Here are some ways to support tweens throughout this stage.
- Study development. We serve our kids well when we have a working understanding of what’s normal and what’s not. We may be able to head off some of their confusion and insecurity (as well as our own) when we study and share valuable information about their growing hearts, minds and bodies.
- Tell stories. One of my sons appears to be a late bloomer as well. This isn’t surprising, as he carries my genetic ingredients. He has seen a photograph of my basketball team and the obvious differences that existed. In sharing my story, I hope to communicate that I understand some of the feelings that accompanied growing at a different pace from my peers. Our kids stand to benefit from hearing our stories.
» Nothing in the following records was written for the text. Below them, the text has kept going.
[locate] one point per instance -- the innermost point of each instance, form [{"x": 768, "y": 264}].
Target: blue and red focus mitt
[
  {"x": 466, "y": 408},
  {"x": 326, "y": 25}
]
- Create opportunity. It’s vital that these developing young beings have a context to experience value, purpose and meaning. When tweens have an opportunity to serve and give, they become more focused on what they have to offer than how they measure up to others. Furthermore, these experiences create an opportunity for us to call out who God has made them to be.
- Keep talking. Kids need us to begin and continue an ongoing dialogue about their growth. Each time we take our kids for a well visit with the pediatrician, use that as a springboard to have more conversation around their growing minds and bodies. If your child has concerns about growth trends –whether he/she is behind or ahead, help him/her voice those openly with your pediatrician. It’s important for tweens to hear from another adult voice that everyone grows at a different pace, and to identify how he/she is developing at a rate that is within their growth trends.